The Value of Attack Emulation
Source for this document: Continuous End-to-End Detection Validation and Reporting — presented by Carrie Roberts
In cybersecurity, there are crucial questions that need to be answered, such as: “What value do each of our security products provide?” This is essential for determining where to allocate resources effectively to maximize value and enhance protection against adversaries. When comparing different products, it’s crucial to rely on actual data rather than potentially biased opinions to answer this question accurately.
We often hear about new ransomware attacks targeting hospitals or organizations in the news, which serves as a stark reminder of the real threat these attacks pose. This raises important questions: How would we respond if such an attack targeted us? Could we be the next victim? These uncertainties can be concerning, especially if we feel unprepared.
To better equip ourselves, it’s crucial to assess our readiness. What steps should we take to enhance our preparedness? Where are our weaknesses or gaps in defense? What specific detections do we need to develop or improve?
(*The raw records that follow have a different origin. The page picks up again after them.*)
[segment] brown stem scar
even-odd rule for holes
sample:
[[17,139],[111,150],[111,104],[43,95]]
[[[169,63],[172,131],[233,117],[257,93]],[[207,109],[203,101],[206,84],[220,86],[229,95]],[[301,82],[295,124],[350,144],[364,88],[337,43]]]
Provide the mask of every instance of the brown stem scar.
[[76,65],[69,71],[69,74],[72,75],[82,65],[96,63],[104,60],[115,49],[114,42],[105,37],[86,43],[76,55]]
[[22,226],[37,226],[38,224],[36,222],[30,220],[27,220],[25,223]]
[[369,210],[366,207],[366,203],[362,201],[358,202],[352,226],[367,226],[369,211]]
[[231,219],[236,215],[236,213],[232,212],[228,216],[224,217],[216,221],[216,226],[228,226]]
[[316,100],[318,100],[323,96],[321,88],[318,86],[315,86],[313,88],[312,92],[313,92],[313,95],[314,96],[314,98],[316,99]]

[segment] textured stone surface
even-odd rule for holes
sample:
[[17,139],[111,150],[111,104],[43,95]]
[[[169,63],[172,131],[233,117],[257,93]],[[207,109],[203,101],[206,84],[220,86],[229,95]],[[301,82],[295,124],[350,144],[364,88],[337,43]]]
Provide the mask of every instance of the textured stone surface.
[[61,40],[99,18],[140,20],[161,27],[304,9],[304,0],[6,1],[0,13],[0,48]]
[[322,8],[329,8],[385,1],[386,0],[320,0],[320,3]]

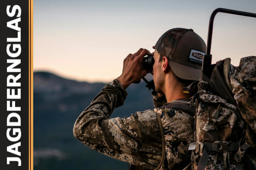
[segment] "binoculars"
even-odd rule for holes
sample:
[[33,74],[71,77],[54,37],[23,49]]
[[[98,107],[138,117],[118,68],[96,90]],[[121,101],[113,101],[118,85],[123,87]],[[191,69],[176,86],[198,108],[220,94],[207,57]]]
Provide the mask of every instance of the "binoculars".
[[142,61],[142,68],[148,72],[150,72],[153,70],[153,65],[154,62],[153,55],[144,57]]

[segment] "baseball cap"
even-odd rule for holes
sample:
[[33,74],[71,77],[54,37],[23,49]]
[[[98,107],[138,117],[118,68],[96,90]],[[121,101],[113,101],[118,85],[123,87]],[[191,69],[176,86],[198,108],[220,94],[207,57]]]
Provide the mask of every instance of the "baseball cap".
[[193,30],[176,28],[166,32],[155,45],[166,57],[175,75],[186,80],[199,80],[206,45]]

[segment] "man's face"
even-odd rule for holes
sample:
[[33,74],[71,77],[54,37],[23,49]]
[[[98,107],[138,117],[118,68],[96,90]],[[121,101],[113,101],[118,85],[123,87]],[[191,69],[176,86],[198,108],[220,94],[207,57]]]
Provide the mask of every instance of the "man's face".
[[[154,46],[153,47],[153,48],[154,49]],[[153,58],[155,60],[155,62],[153,65],[152,74],[153,74],[153,79],[155,84],[156,91],[157,93],[163,93],[162,89],[164,80],[163,79],[163,74],[162,71],[162,65],[163,60],[162,60],[161,61],[159,61],[160,54],[158,53],[156,49],[155,49]]]

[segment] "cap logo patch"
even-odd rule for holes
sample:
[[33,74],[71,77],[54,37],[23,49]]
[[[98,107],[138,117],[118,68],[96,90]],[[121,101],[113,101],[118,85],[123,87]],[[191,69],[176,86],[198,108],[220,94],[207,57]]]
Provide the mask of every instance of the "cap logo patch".
[[191,49],[188,58],[188,62],[202,65],[203,63],[203,56],[204,55],[205,55],[205,53],[204,52]]

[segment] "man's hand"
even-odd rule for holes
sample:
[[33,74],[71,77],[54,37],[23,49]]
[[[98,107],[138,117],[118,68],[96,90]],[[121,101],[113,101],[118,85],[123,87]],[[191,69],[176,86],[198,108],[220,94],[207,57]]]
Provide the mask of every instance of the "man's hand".
[[142,63],[144,56],[150,54],[148,50],[141,48],[133,54],[129,54],[124,59],[122,73],[117,79],[124,89],[147,74],[146,70],[142,68]]

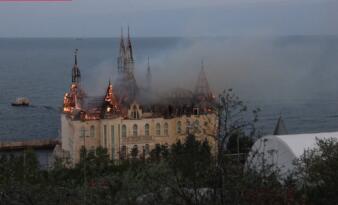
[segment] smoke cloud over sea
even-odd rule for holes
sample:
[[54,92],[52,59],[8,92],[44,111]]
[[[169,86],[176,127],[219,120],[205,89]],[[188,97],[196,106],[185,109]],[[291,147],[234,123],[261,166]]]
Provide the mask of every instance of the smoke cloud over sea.
[[[171,49],[149,53],[137,47],[139,41],[135,39],[137,81],[145,84],[149,56],[153,87],[160,92],[176,87],[194,90],[203,60],[215,94],[233,88],[246,99],[269,101],[338,93],[335,37],[192,38]],[[102,93],[108,78],[114,79],[116,63],[112,58],[92,70],[90,93]]]

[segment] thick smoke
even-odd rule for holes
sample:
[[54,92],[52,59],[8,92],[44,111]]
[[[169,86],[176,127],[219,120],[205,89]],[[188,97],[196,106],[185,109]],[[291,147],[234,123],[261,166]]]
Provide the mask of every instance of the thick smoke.
[[[215,94],[233,88],[247,99],[311,99],[337,91],[338,39],[324,37],[194,38],[174,49],[150,54],[153,88],[194,90],[201,60]],[[137,39],[142,41],[142,39]],[[136,48],[135,75],[145,86],[147,54]],[[114,60],[114,59],[113,59]],[[114,80],[115,61],[95,68],[90,93],[105,91]],[[112,74],[113,73],[113,74]],[[95,84],[95,86],[92,86]],[[336,92],[338,93],[338,92]]]

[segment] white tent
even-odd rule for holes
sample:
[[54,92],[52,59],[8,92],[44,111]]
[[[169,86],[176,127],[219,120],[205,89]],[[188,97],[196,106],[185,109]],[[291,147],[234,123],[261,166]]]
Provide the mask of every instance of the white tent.
[[286,176],[295,169],[294,161],[304,151],[316,147],[316,139],[330,138],[338,140],[338,132],[265,136],[252,146],[246,165],[258,171],[272,165],[280,170],[282,176]]

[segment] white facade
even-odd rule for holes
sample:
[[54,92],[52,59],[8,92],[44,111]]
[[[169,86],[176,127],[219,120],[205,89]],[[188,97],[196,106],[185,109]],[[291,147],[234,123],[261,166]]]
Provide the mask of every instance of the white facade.
[[72,120],[66,114],[61,114],[62,149],[69,152],[73,162],[79,161],[83,146],[86,149],[107,148],[112,158],[119,159],[121,155],[128,157],[135,146],[139,155],[147,155],[156,144],[171,145],[184,140],[188,133],[193,133],[200,140],[208,139],[213,146],[216,126],[216,114],[183,115],[169,119],[118,117],[86,121]]

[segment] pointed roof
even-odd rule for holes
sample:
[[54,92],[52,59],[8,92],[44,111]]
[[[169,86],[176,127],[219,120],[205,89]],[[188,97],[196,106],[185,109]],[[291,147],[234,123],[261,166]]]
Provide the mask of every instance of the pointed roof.
[[201,61],[201,71],[198,75],[198,80],[195,87],[195,95],[207,98],[212,96],[212,92],[209,87],[209,82],[204,72],[203,60]]
[[104,98],[104,101],[106,102],[106,111],[108,113],[118,113],[120,112],[120,106],[118,103],[118,100],[115,96],[113,85],[111,84],[110,80],[107,87],[107,92]]
[[149,56],[148,56],[148,66],[147,66],[147,90],[149,91],[151,89],[151,80],[152,80],[152,76],[151,76],[151,70],[150,70],[150,63],[149,63]]
[[125,51],[126,51],[126,47],[125,47],[125,45],[124,45],[123,28],[121,27],[120,57],[124,56]]
[[279,116],[275,129],[273,131],[273,135],[287,135],[288,131],[285,127],[282,116]]
[[129,26],[128,26],[127,52],[128,52],[128,57],[130,58],[130,61],[134,62],[133,46],[132,46],[131,39],[130,39]]

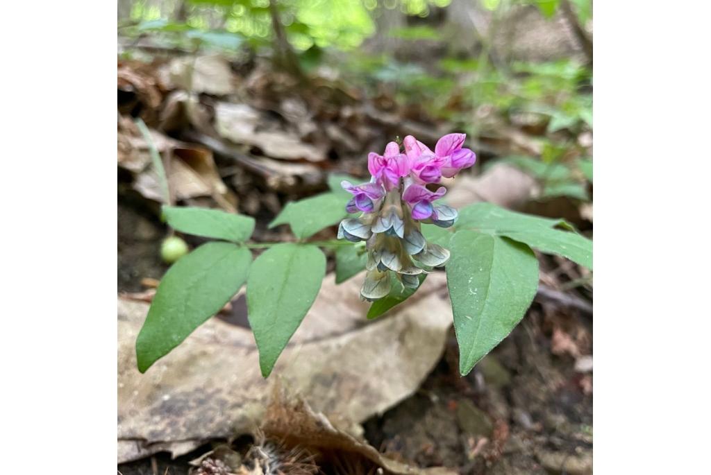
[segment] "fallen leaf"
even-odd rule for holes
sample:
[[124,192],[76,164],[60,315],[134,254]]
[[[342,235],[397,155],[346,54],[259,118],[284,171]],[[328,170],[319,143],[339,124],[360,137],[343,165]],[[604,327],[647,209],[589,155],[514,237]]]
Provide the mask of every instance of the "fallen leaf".
[[322,413],[314,411],[303,399],[289,401],[277,388],[276,397],[267,410],[262,430],[283,443],[312,452],[326,452],[331,457],[363,457],[394,475],[455,475],[444,467],[419,469],[385,457],[373,447],[347,432],[336,428]]
[[[135,174],[134,189],[144,197],[164,202],[148,144],[129,119],[119,116],[119,165]],[[225,211],[236,211],[237,199],[220,177],[212,151],[149,131],[163,158],[173,200],[209,196]]]
[[[287,130],[274,129],[263,114],[245,104],[220,102],[215,109],[215,128],[218,133],[234,142],[259,147],[267,156],[285,160],[321,161],[324,150],[301,141]],[[269,130],[264,130],[269,127]]]
[[218,55],[175,58],[160,74],[169,89],[215,96],[235,92],[230,63]]
[[553,354],[569,354],[573,358],[580,356],[580,349],[572,337],[560,328],[553,329],[550,339],[550,351]]
[[515,209],[531,198],[537,187],[535,180],[520,170],[498,164],[478,177],[466,175],[457,177],[445,198],[455,208],[487,201]]
[[[451,324],[444,274],[431,274],[412,298],[373,322],[358,298],[362,278],[336,285],[326,278],[268,379],[251,330],[215,318],[141,375],[135,342],[148,305],[119,298],[119,462],[161,450],[178,456],[251,432],[277,379],[316,410],[356,423],[412,394],[439,361]],[[244,310],[243,300],[232,305]]]

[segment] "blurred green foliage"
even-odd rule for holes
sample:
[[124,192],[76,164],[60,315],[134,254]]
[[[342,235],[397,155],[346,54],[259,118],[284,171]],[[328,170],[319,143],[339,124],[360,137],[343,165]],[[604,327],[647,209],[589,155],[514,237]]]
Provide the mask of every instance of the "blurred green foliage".
[[[371,97],[384,93],[474,136],[496,133],[473,119],[477,111],[493,109],[512,124],[525,116],[538,126],[533,133],[542,151],[535,158],[503,160],[542,180],[544,195],[587,199],[585,177],[592,182],[592,161],[578,159],[586,152],[576,138],[592,129],[592,67],[572,59],[501,64],[490,54],[491,38],[481,38],[479,53],[463,55],[451,47],[456,32],[441,21],[426,21],[451,1],[279,0],[274,5],[307,72],[321,66],[335,70]],[[551,18],[566,1],[579,25],[588,24],[591,0],[472,0],[491,12],[493,21],[520,5],[535,6]],[[405,22],[376,26],[387,10],[395,9]],[[136,0],[130,18],[119,25],[122,35],[151,36],[190,50],[268,53],[274,40],[269,0],[166,0],[160,6]],[[417,53],[396,58],[392,48],[360,48],[376,33]]]

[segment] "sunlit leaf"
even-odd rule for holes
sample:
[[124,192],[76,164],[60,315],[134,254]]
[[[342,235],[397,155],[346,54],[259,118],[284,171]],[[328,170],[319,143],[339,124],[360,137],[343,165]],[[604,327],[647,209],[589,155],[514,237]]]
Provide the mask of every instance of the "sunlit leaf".
[[363,246],[340,246],[336,249],[336,283],[346,282],[365,268],[368,255]]
[[326,256],[311,245],[284,243],[260,255],[247,282],[247,317],[265,378],[316,300]]
[[176,231],[215,239],[247,241],[255,230],[254,218],[219,209],[164,206],[163,216]]
[[473,231],[458,231],[451,245],[447,288],[465,375],[523,317],[538,288],[538,261],[525,244]]
[[292,202],[284,207],[269,226],[289,224],[294,236],[306,239],[328,226],[336,224],[348,216],[342,194],[328,192]]
[[145,372],[219,312],[242,287],[251,262],[244,247],[210,242],[168,269],[136,339],[139,371]]

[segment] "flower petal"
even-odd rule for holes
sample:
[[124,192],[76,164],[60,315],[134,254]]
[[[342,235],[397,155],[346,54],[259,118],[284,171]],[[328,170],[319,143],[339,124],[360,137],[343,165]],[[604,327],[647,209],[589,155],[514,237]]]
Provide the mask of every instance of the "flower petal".
[[385,153],[383,156],[385,158],[395,158],[400,154],[400,146],[395,142],[389,142],[385,146]]
[[425,266],[439,267],[449,260],[449,251],[439,244],[427,243],[427,247],[424,251],[412,257]]
[[432,215],[432,204],[428,201],[420,201],[412,207],[413,219],[427,219]]
[[400,262],[397,253],[388,249],[383,250],[383,253],[380,254],[380,262],[390,271],[397,272],[402,268],[402,263]]
[[405,250],[408,254],[417,254],[418,252],[424,249],[424,245],[427,244],[427,241],[424,239],[424,236],[422,236],[422,233],[419,232],[417,229],[412,229],[410,231],[408,234],[405,236],[402,244],[405,246]]
[[353,236],[357,236],[361,239],[365,240],[370,237],[370,226],[364,224],[355,218],[346,218],[341,222],[341,225],[343,231]]
[[402,200],[410,204],[414,204],[417,202],[427,200],[431,192],[422,185],[413,183],[402,193]]
[[417,275],[411,275],[408,274],[399,274],[400,282],[405,287],[409,287],[410,288],[416,289],[419,287],[419,278]]
[[390,292],[390,277],[388,272],[368,271],[365,273],[365,281],[360,288],[360,295],[368,300],[383,298]]
[[349,213],[357,213],[359,211],[358,207],[356,206],[355,198],[353,198],[348,202],[346,203],[346,211],[347,211]]
[[417,140],[411,135],[407,136],[402,140],[405,146],[405,153],[411,159],[418,158],[422,154],[422,149],[419,147]]
[[370,152],[368,154],[368,171],[370,175],[377,177],[380,174],[380,170],[385,166],[385,162],[382,155]]
[[459,213],[454,208],[447,204],[440,204],[434,207],[432,223],[442,228],[448,228],[454,224],[458,215]]
[[434,146],[434,153],[438,157],[451,155],[461,148],[466,138],[466,133],[448,133],[437,141],[437,144]]

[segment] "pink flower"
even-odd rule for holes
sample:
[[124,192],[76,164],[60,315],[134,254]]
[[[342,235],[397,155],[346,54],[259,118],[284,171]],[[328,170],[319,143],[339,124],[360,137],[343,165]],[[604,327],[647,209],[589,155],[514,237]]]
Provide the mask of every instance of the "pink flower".
[[402,193],[402,200],[412,207],[412,219],[427,219],[434,211],[432,202],[444,196],[446,192],[444,187],[431,192],[422,185],[413,183]]
[[356,211],[362,211],[365,213],[373,212],[375,209],[374,202],[385,195],[383,185],[379,183],[371,182],[356,185],[344,180],[341,182],[341,186],[343,190],[353,195],[353,200],[346,205],[346,209],[349,213],[355,213]]
[[410,160],[410,173],[420,183],[437,183],[442,178],[444,159],[437,157],[426,145],[411,135],[403,141]]
[[410,160],[407,155],[400,153],[400,146],[390,142],[384,155],[373,152],[368,154],[368,169],[376,182],[390,191],[400,185],[401,177],[410,173]]
[[443,160],[442,174],[448,178],[462,168],[468,168],[476,161],[476,155],[469,148],[462,148],[466,133],[448,133],[437,141],[434,155]]

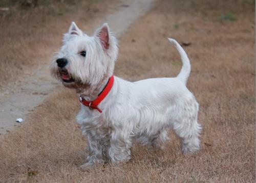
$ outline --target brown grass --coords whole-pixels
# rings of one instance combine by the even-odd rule
[[[191,43],[185,47],[192,65],[188,87],[203,126],[197,154],[183,155],[171,132],[165,151],[136,144],[129,163],[81,172],[79,102],[62,89],[1,139],[0,181],[254,182],[254,9],[241,2],[159,1],[121,40],[115,74],[132,81],[176,75],[180,59],[166,37]],[[221,19],[228,12],[236,20]]]

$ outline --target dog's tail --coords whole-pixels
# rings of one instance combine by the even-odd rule
[[[182,67],[177,77],[186,84],[191,70],[189,59],[188,59],[185,50],[178,42],[173,39],[168,38],[168,39],[176,47],[180,55],[181,61],[182,62]]]

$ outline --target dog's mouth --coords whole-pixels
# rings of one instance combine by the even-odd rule
[[[69,74],[67,69],[61,69],[59,71],[59,74],[63,82],[72,83],[75,81],[71,74]]]

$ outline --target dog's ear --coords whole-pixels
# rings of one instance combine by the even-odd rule
[[[95,36],[99,38],[104,49],[108,49],[109,48],[110,28],[108,23],[104,23],[103,25],[96,31]]]
[[[76,23],[72,21],[69,29],[69,34],[82,36],[82,32],[78,28]]]

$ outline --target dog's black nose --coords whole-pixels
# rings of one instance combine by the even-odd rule
[[[57,59],[56,62],[57,62],[58,66],[59,66],[60,68],[63,68],[65,67],[67,64],[68,63],[68,60],[67,60],[65,58],[62,58],[60,59]]]

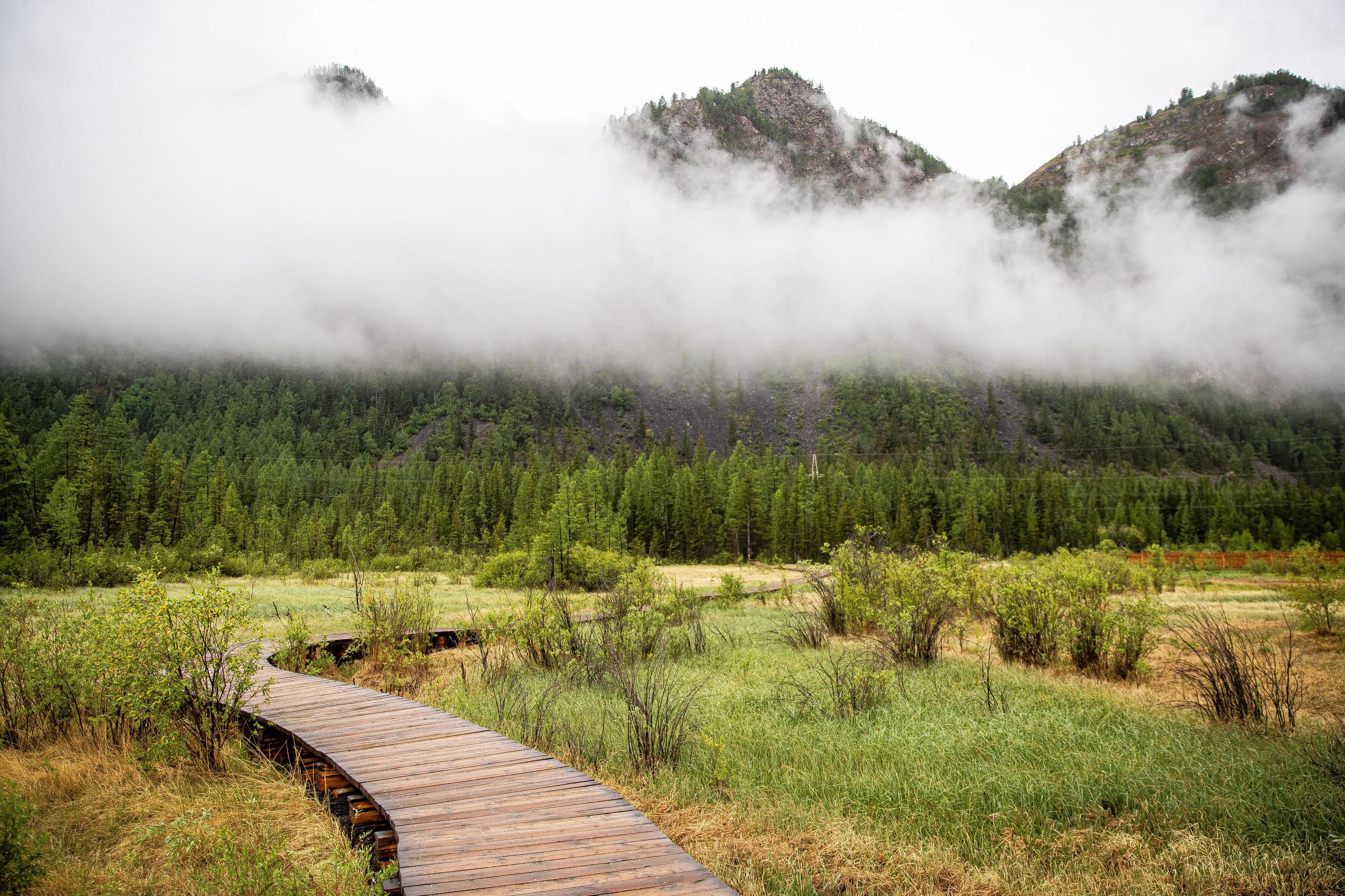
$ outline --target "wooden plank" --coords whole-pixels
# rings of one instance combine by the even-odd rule
[[[401,697],[269,663],[258,678],[270,700],[249,712],[272,725],[260,748],[299,756],[356,831],[391,825],[375,857],[395,856],[405,896],[732,896],[617,792],[551,756]]]

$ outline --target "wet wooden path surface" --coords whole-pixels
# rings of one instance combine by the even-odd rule
[[[375,854],[395,854],[406,896],[733,896],[613,790],[557,759],[401,697],[270,663],[258,678],[270,694],[250,714],[303,748],[295,761],[320,795],[348,800],[351,826],[383,829]]]

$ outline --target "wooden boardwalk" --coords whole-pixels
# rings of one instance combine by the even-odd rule
[[[272,682],[247,708],[264,722],[261,749],[299,766],[375,860],[397,860],[387,892],[733,896],[620,795],[557,759],[401,697],[269,662],[258,678]]]

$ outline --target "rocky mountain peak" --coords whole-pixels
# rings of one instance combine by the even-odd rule
[[[837,109],[819,85],[788,69],[763,69],[728,90],[701,87],[694,97],[660,97],[620,124],[670,161],[717,148],[765,163],[819,192],[853,199],[907,188],[950,170],[923,147]]]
Most importantly, can we be confident that our existing detection mechanisms are effective?
Addressing these questions requires more than hope or assumptions; we need concrete data and a proactive strategy to bolster our security posture.
Returning to the initial question, “What value do each of our security products provide?” Rather than relying solely on opinions it would be beneficial to utilize a dashboard to present example data. This approach allows us to showcase tangible metrics and insights derived from actual performance, enabling a more objective evaluation of our security investments.
We can observe that Product A prevents and detects a significant number of techniques known to be used by attackers, in comparison to Product B and Product C. By examining this data in detail, we can identify overlaps where certain products already cover the capabilities of others.
Returning to the specific questions like “Are we protected against attack group XYZ?” or “What detections do we need to create?”, it’s crucial to leverage the MITRE ATT&CK matrix, which is known to be used by adversaries globally to target organizations.
By leveraging the MITRE ATT&CK matrices, we can apply heat maps to visualize detection coverage, as demonstrated in the example above. Dark green areas indicate solid coverage for specific techniques or threat groups.
When identifying areas for new detections, we can focus on the lighter-colored sections (indicating low coverage) and prioritize efforts to enhance our preparedness in those specific areas. This approach enables us to address the question, “Are we sure our detections are working?” more effectively.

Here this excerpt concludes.